Wednesday, February 13, 2013

Sometimes, Common Sense Beats ROI

Return on investment (ROI) is supposed to be the magic that makes any software sell instantly - the ultimate silver bullet for any sales person. You simply offer a logical, monetary justification of the solution’s value and the customer has no alternative but to buy. Right? Yeah, right...

The reality is that ROI can be a very elusive value proposition. For one, it rarely considers any competition. You have a problem and you can solve it by reducing your cost by x% for the price of $y which represents the initial and ongoing fees for the solution. Well, chances are that the competition has a similar solution and - what an audacity - they claim the same cost savings! It will be rare that your solution has a quantifiable capability that results in a unique and competitively differentiated ROI.

More often than not, your competitive advantage lies on a different level - product architecture, user experience, quality of service, or...ehm...price. Sure you can argue that each one of those characteristics too has an ROI but now you start overlaying one ROI calculation of a solution characteristic on top of business value ROI which is probably going to be too complex and less and less credible.
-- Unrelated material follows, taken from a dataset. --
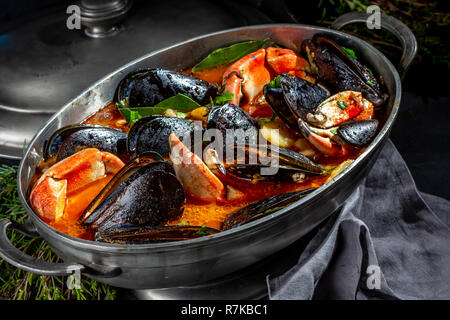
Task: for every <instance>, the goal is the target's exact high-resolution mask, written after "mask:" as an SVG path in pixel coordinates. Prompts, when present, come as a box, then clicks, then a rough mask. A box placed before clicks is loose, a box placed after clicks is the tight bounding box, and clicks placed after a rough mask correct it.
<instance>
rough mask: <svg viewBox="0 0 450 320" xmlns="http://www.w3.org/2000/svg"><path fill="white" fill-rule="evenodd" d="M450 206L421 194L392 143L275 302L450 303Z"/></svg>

Let me give you an example. Say that the solution in question has to do with accounts payable where we know the cost for processing each invoice and a proposed solution results in a 15% cost reduction per invoice. Every CFO usually knows the number of invoices processed each month and the resulting savings can be compared with the cost of the solution and voila - we have an ROI! Pretty easy, right? But of course, every competitor can claim similar savings, assuming the cost of the solution is comparable.

We could in theory add a set of ROI calculations that estimate the savings of a particular user experience compared to the competition, or the savings resulting from a better product architecture but let’s face it, this will be a tough one to make credible.

That brings me to the main issue with ROI. Some solutions - like my accounts payable example - have a very measurable, credible ROI. Others don’t. Usually, anything to do with knowledge worker productivity or customer experience is difficult to measure. Often, it is impossible - or impossible to make credible.

Just take knowledge worker productivity (or effectiveness) which is a frequently quoted value proposition. What’s the ROI of the telephone on your desk? Or the wi-fi network in your office? How about the ROI of email? It’s hard to argue that these tools don’t contribute to the knowledge worker productivity but the benefit is so obvious that we just don’t bother calculating it. Sure, we can calculate the ROI moving from traditional PBX phone system to Voice-over-IP (VoIP) phones. But we don’t need any formula to justify purchasing phones for every employee.

Any calculation that deals with knowledge worker’s time savings is dubious. Sure, a transactional type of work is really measured in hard numbers but most of the knowledge workers are switching between tasks, going to meetings, spending time brainstorming, thinking, creating, and communicating with others. It is not credible to argue that because a particular solution saved 30 minutes a day, it results is a measurable productivity increase.  

The bottom line is that ROI is not a magic bullet. It may very much help to establish the need or even justify the purchase for certain types of solutions. But there are many solutions purchased not because of an ROI: communication, collaboration and social software, knowledge management, document sharing, office and personal productivity applications - all such offerings are usually purchased because they just make sense rather than as a result of a hard ROI.

Don't sweat the ROI too much. Because sometimes, common sense beats ROI.

2 comments:

  1. ROI isn't always the right metric to use, especially for non-profit, healthcare, and government use cases where positive outcomes can't be directly related to profit and revenue. And truly ubiquitous technologies represent a baseline rather than a true "investment" in the company.

    But even with collaboration and knowledge management, I've seen situations where these technologies lead directly to significant time reductions in project management and complex sales. That time is a quantifiable savings or accelerated revenue contributor.

    In addition, implementation time, integration, training, ongoing support, upgrade costs, mobile ubiquity, speed of adoption, and ease of scalability often differ substantially even for "comparable and mature" competitors.

    So, yes, ROI isn't everything. But there are aspects of differentiated ROI that are more important than others. Replacing a 10-year-old solution is a baseline ROI that anybody should be able to provide. Providing key desktop and mobile functionality with full data integration and 50% employee adoption in 2 weeks throughout a large enterprise vs. 3 months leads to many differentiated ROI opportunities.

    ReplyDelete
    Replies
    1. Thank you for commenting, Hyoun! I absolutely agree that there are use cases where collaboration or social software results in a tangible ROI. But it is not always the case and sometimes, that's just OK.